Eu gosto da Inês Pedrosa, de quem já fui amigo, colega, e hoje sou leitor - mas fiquei triste, para não dizer desolado, com esta final “não feliz”. Como se tivesse cinco anos e me dissessem que as crianças, por fim, perceberam à nascença que o Pai Natal não existe. Como se um padre dissesse ao casal, no momento da troca de alianças, “esqueçam lá isso do casamento para a vida, que a estatística é da terra e Deus mora longe”. Como se a escola de magia de Harry Potter não existisse em Hogwarts.
Desanimei, confesso. Uma coisa é sermos sensatos e realistas, vivermos com os pés na terra, termos a capacidade de destrinçar o sonho da realidade. Outra, bem diferente, é abortar o sonho antes mesmo de nascer.
A Inês tem toda a razão do mundo quando nota que o acesso da mulher ao mundo do trabalho não foi acompanhado das mudanças de estatuto que reequilibrariam o universo familiar – e daí, se pensarmos bem, a paridade não ser mais do que um novo desequilíbrio que obriga a mulher a ser super-mulher caso queira cumprir todos os requisitos que lhe recomendam a sociedade. Mas essa circunstância, que é a guerra dos sexos para o século XXI, não pode matar o prazer do sonho: é claro que os príncipes encantados, com cavalo ou de autocarro, somos nós para os outros – não podemos ser nós para nós próprios. Não podemos, Inês!
Há coisa mais triste e desoladora do que descartarmos sumariamente o mistério do que um dia achámos que pode estar ao virar da esquina (ou no Facebook, que parece que fica mais perto...)?
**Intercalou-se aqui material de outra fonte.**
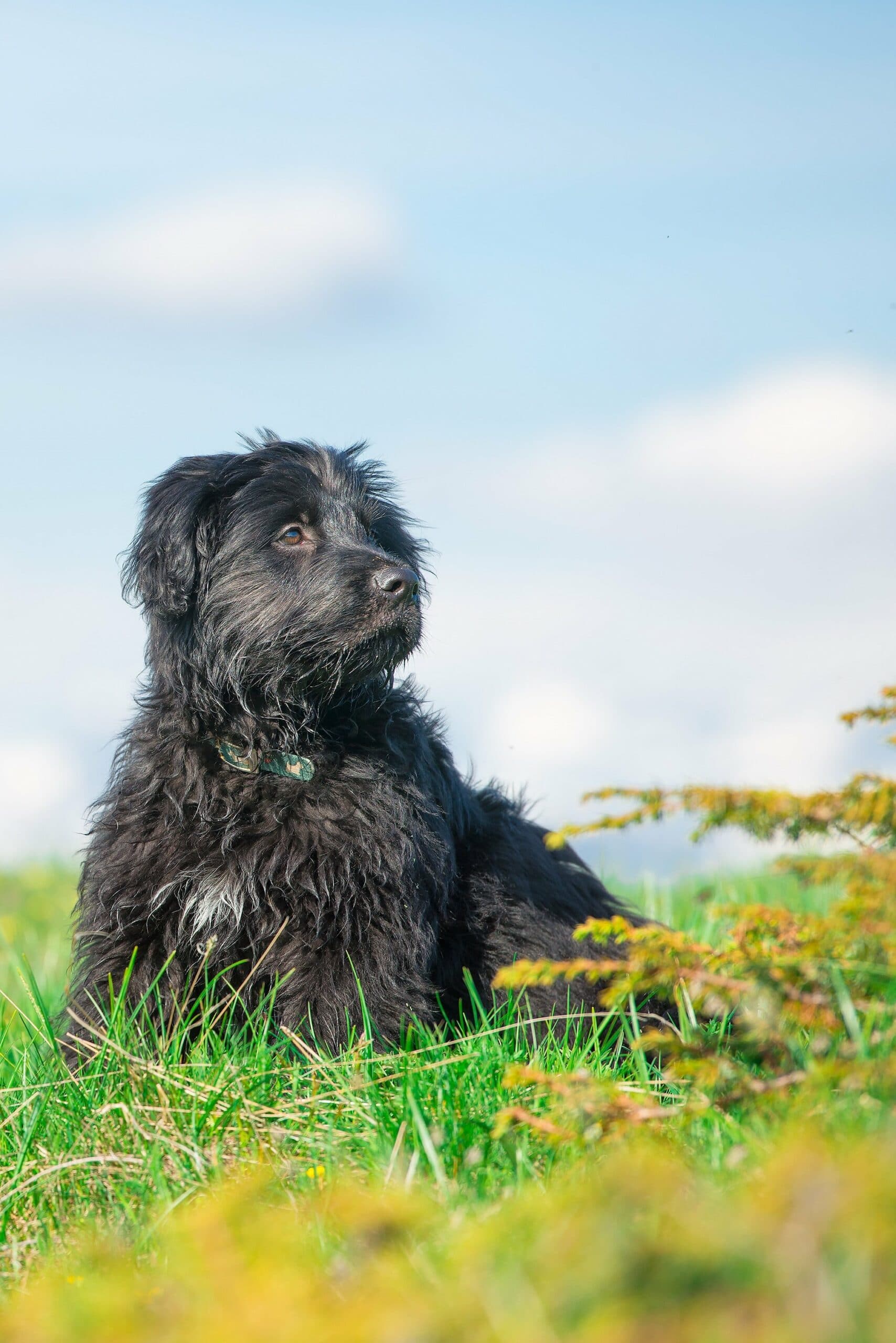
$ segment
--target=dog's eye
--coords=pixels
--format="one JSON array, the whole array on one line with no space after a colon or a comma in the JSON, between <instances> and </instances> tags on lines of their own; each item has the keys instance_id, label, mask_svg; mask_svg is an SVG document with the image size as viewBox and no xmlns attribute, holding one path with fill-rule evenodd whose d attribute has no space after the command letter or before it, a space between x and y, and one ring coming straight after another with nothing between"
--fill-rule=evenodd
<instances>
[{"instance_id":1,"label":"dog's eye","mask_svg":"<svg viewBox=\"0 0 896 1343\"><path fill-rule=\"evenodd\" d=\"M305 532L297 522L292 522L279 533L279 540L285 545L301 545L306 540Z\"/></svg>"}]
</instances>

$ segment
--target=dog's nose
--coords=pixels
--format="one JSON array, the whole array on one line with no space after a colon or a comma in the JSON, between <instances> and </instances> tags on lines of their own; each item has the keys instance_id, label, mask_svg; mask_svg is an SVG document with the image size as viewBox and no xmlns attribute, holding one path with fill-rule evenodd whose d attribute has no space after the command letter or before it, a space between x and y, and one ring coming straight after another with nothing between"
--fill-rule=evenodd
<instances>
[{"instance_id":1,"label":"dog's nose","mask_svg":"<svg viewBox=\"0 0 896 1343\"><path fill-rule=\"evenodd\" d=\"M420 595L420 580L406 564L390 564L377 569L373 583L390 602L416 602Z\"/></svg>"}]
</instances>

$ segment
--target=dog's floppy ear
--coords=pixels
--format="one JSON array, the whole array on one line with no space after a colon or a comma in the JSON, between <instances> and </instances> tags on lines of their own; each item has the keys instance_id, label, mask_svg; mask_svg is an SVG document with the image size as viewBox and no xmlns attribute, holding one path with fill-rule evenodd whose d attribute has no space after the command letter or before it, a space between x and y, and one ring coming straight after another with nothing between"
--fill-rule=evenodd
<instances>
[{"instance_id":1,"label":"dog's floppy ear","mask_svg":"<svg viewBox=\"0 0 896 1343\"><path fill-rule=\"evenodd\" d=\"M184 457L149 486L122 568L126 600L160 615L189 610L200 560L211 555L215 485L230 461L230 453Z\"/></svg>"}]
</instances>

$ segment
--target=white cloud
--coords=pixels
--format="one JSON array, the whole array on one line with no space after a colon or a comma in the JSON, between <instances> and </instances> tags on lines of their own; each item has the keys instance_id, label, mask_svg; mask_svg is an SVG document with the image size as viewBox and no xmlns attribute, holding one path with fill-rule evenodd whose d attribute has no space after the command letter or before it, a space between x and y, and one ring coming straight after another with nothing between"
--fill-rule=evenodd
<instances>
[{"instance_id":1,"label":"white cloud","mask_svg":"<svg viewBox=\"0 0 896 1343\"><path fill-rule=\"evenodd\" d=\"M267 316L382 283L396 251L392 212L369 191L234 184L0 240L0 295L169 318Z\"/></svg>"},{"instance_id":2,"label":"white cloud","mask_svg":"<svg viewBox=\"0 0 896 1343\"><path fill-rule=\"evenodd\" d=\"M83 780L52 740L0 743L0 861L71 853L81 842Z\"/></svg>"},{"instance_id":3,"label":"white cloud","mask_svg":"<svg viewBox=\"0 0 896 1343\"><path fill-rule=\"evenodd\" d=\"M893 466L896 377L818 360L661 402L599 431L545 435L496 475L523 506L595 518L642 512L657 490L662 501L674 492L696 505L803 508Z\"/></svg>"},{"instance_id":4,"label":"white cloud","mask_svg":"<svg viewBox=\"0 0 896 1343\"><path fill-rule=\"evenodd\" d=\"M711 398L660 407L634 430L645 474L787 497L896 455L896 380L861 367L775 369Z\"/></svg>"},{"instance_id":5,"label":"white cloud","mask_svg":"<svg viewBox=\"0 0 896 1343\"><path fill-rule=\"evenodd\" d=\"M592 759L606 732L603 708L568 680L512 685L489 713L492 749L540 767Z\"/></svg>"}]
</instances>

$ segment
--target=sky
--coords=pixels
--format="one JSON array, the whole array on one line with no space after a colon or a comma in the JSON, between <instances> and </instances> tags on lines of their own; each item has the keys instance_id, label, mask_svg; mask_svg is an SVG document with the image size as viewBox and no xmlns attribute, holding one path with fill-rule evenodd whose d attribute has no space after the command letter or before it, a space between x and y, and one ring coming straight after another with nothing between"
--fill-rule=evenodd
<instances>
[{"instance_id":1,"label":"sky","mask_svg":"<svg viewBox=\"0 0 896 1343\"><path fill-rule=\"evenodd\" d=\"M854 0L7 0L0 862L83 842L141 488L257 426L399 478L411 670L544 822L881 764L837 714L896 676L895 39Z\"/></svg>"}]
</instances>

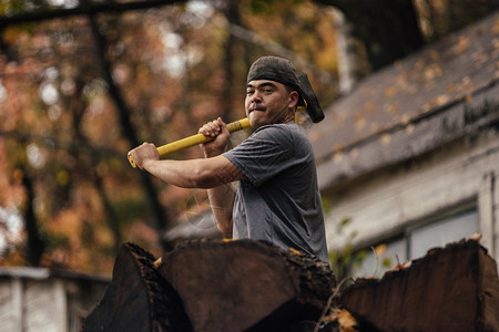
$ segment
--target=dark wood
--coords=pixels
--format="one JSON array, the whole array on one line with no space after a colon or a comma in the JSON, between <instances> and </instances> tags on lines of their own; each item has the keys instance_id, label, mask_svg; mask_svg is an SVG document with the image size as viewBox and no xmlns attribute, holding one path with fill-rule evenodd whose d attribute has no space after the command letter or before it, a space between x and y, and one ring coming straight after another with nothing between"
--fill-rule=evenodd
<instances>
[{"instance_id":1,"label":"dark wood","mask_svg":"<svg viewBox=\"0 0 499 332\"><path fill-rule=\"evenodd\" d=\"M154 268L154 257L139 246L121 247L113 277L84 332L189 332L190 321L175 290Z\"/></svg>"},{"instance_id":2,"label":"dark wood","mask_svg":"<svg viewBox=\"0 0 499 332\"><path fill-rule=\"evenodd\" d=\"M499 331L496 261L477 241L430 250L381 280L358 279L340 303L380 331Z\"/></svg>"},{"instance_id":3,"label":"dark wood","mask_svg":"<svg viewBox=\"0 0 499 332\"><path fill-rule=\"evenodd\" d=\"M163 260L195 331L291 331L319 319L336 284L327 263L262 241L189 242Z\"/></svg>"}]
</instances>

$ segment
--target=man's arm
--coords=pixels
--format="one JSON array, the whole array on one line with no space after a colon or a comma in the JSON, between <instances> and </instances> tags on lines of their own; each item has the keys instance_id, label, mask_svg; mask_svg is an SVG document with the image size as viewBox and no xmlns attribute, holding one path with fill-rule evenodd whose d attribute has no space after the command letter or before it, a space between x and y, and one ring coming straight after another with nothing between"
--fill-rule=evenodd
<instances>
[{"instance_id":1,"label":"man's arm","mask_svg":"<svg viewBox=\"0 0 499 332\"><path fill-rule=\"evenodd\" d=\"M129 152L138 167L164 181L184 188L207 188L210 205L224 235L232 234L232 209L235 197L234 181L244 178L243 173L221 154L228 141L228 131L222 120L200 128L200 133L215 139L202 146L204 159L160 160L153 144L144 143Z\"/></svg>"}]
</instances>

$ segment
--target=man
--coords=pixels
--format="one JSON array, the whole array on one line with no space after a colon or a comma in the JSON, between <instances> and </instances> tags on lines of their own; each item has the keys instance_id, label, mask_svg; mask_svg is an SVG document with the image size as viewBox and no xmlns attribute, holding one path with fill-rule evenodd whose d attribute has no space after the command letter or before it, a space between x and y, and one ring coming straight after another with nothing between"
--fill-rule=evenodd
<instances>
[{"instance_id":1,"label":"man","mask_svg":"<svg viewBox=\"0 0 499 332\"><path fill-rule=\"evenodd\" d=\"M200 133L205 158L160 160L153 144L132 149L138 167L186 188L207 188L217 227L233 238L265 240L328 261L312 146L295 112L303 103L294 65L264 56L247 75L245 110L255 132L226 152L230 133L217 120ZM238 181L238 183L235 183Z\"/></svg>"}]
</instances>

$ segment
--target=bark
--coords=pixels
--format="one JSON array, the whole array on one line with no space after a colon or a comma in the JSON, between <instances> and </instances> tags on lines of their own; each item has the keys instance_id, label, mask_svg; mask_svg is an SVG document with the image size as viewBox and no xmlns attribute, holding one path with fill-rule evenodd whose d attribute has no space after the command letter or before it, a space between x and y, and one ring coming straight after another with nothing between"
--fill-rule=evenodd
<instances>
[{"instance_id":1,"label":"bark","mask_svg":"<svg viewBox=\"0 0 499 332\"><path fill-rule=\"evenodd\" d=\"M195 241L163 257L195 331L289 331L317 321L335 288L327 263L262 241Z\"/></svg>"},{"instance_id":2,"label":"bark","mask_svg":"<svg viewBox=\"0 0 499 332\"><path fill-rule=\"evenodd\" d=\"M496 261L478 241L432 249L381 280L359 279L342 295L360 331L499 331Z\"/></svg>"},{"instance_id":3,"label":"bark","mask_svg":"<svg viewBox=\"0 0 499 332\"><path fill-rule=\"evenodd\" d=\"M327 263L259 241L186 242L162 260L123 245L83 331L312 332L336 286Z\"/></svg>"},{"instance_id":4,"label":"bark","mask_svg":"<svg viewBox=\"0 0 499 332\"><path fill-rule=\"evenodd\" d=\"M154 257L125 243L118 253L113 278L83 332L190 332L192 328L176 291L154 268Z\"/></svg>"}]
</instances>

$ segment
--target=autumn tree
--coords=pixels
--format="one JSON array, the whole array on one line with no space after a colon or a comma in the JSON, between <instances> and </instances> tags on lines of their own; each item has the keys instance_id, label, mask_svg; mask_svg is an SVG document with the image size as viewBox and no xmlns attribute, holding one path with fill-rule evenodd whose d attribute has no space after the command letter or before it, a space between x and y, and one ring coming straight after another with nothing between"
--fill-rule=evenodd
<instances>
[{"instance_id":1,"label":"autumn tree","mask_svg":"<svg viewBox=\"0 0 499 332\"><path fill-rule=\"evenodd\" d=\"M306 71L326 106L339 95L333 6L378 69L424 44L418 24L431 25L437 2L1 3L0 262L102 272L122 241L167 250L161 234L207 208L205 191L131 168L131 147L242 117L247 68L264 54Z\"/></svg>"}]
</instances>

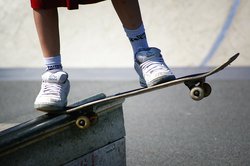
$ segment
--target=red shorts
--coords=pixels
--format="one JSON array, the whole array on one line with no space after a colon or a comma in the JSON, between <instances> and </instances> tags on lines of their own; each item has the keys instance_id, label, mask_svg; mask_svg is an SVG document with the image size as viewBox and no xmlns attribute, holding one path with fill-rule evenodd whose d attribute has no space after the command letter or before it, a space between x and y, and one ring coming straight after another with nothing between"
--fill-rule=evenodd
<instances>
[{"instance_id":1,"label":"red shorts","mask_svg":"<svg viewBox=\"0 0 250 166\"><path fill-rule=\"evenodd\" d=\"M30 0L30 3L33 9L51 9L57 7L78 9L79 4L90 4L101 1L104 0Z\"/></svg>"}]
</instances>

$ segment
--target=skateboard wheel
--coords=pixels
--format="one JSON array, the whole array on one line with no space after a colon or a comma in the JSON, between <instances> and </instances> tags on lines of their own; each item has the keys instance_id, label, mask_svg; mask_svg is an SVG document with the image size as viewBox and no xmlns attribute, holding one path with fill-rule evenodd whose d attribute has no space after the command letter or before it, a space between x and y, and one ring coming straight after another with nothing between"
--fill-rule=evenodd
<instances>
[{"instance_id":1,"label":"skateboard wheel","mask_svg":"<svg viewBox=\"0 0 250 166\"><path fill-rule=\"evenodd\" d=\"M77 118L76 120L76 125L77 127L79 127L80 129L86 129L90 126L90 120L88 117L86 116L80 116L79 118Z\"/></svg>"},{"instance_id":2,"label":"skateboard wheel","mask_svg":"<svg viewBox=\"0 0 250 166\"><path fill-rule=\"evenodd\" d=\"M199 101L204 98L205 92L204 89L201 87L197 86L191 89L190 91L190 96L193 100Z\"/></svg>"},{"instance_id":3,"label":"skateboard wheel","mask_svg":"<svg viewBox=\"0 0 250 166\"><path fill-rule=\"evenodd\" d=\"M208 97L212 92L212 88L208 83L203 84L203 89L204 89L204 97Z\"/></svg>"}]
</instances>

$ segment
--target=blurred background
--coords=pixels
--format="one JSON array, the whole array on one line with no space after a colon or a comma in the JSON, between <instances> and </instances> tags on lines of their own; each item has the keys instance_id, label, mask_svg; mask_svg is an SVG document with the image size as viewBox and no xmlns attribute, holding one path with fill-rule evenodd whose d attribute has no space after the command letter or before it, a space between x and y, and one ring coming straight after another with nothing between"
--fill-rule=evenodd
<instances>
[{"instance_id":1,"label":"blurred background","mask_svg":"<svg viewBox=\"0 0 250 166\"><path fill-rule=\"evenodd\" d=\"M250 162L250 1L139 0L150 46L177 77L240 57L190 99L184 85L124 103L127 165L248 165ZM43 113L33 109L44 64L28 0L0 1L0 128ZM109 0L59 9L69 103L138 88L133 54ZM150 125L149 125L149 122Z\"/></svg>"},{"instance_id":2,"label":"blurred background","mask_svg":"<svg viewBox=\"0 0 250 166\"><path fill-rule=\"evenodd\" d=\"M170 66L218 65L236 52L241 58L235 65L249 66L249 1L143 0L140 5L149 45L161 48ZM0 6L0 67L43 67L29 1ZM130 44L110 1L59 10L65 67L133 67Z\"/></svg>"}]
</instances>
Há pior do que conhecer alguém e perder o momento inicial e único daquela primeira noite em que não conseguimos adormecer não pelo que acabámos de conhecer, mas pelo que queremos adivinhar que pode vir a ser quem acabámos de conhecer?
A ideia pirosa da “criança que há dentro de nós” não é mais nem menos do que o prolongamento dos sonhos, das ilusões, dos mistérios e da capacidade de imaginar o que seria a vida se a vida fosse o que a cada momento quiséssemos que fosse. Essa ideia cresce connosco e vai ganhando novas formas, novos contornos, acompanha-nos como uma luz e uma inspiração. Talvez seja mesmo, no fundo, o que nos move. E é tão bom.
Se um dia baixamos os braços e reconhecemos que somos os nossos próprios príncipes encantados, talvez tenhamos chegado ao fim. Tenho a certeza de quem nem a Inês, romântica desde sempre, escorregou nessa armadilha da vida. E por isso, prolongando o sonho para lá da vida, vou rescrever o final daquela crónica da Inês Pedrosa. Vai ficar assim: “as mulheres já se habituaram a serem princesas encantadas, mesmo quando os príncipes se atrasam ou não conseguem estacionar os cavalos brancos em zonas autorizadas pela EMEL”. Pode ser, Inês? Tem realidade dentro, mas mantém o sonho no seu melhor lugar.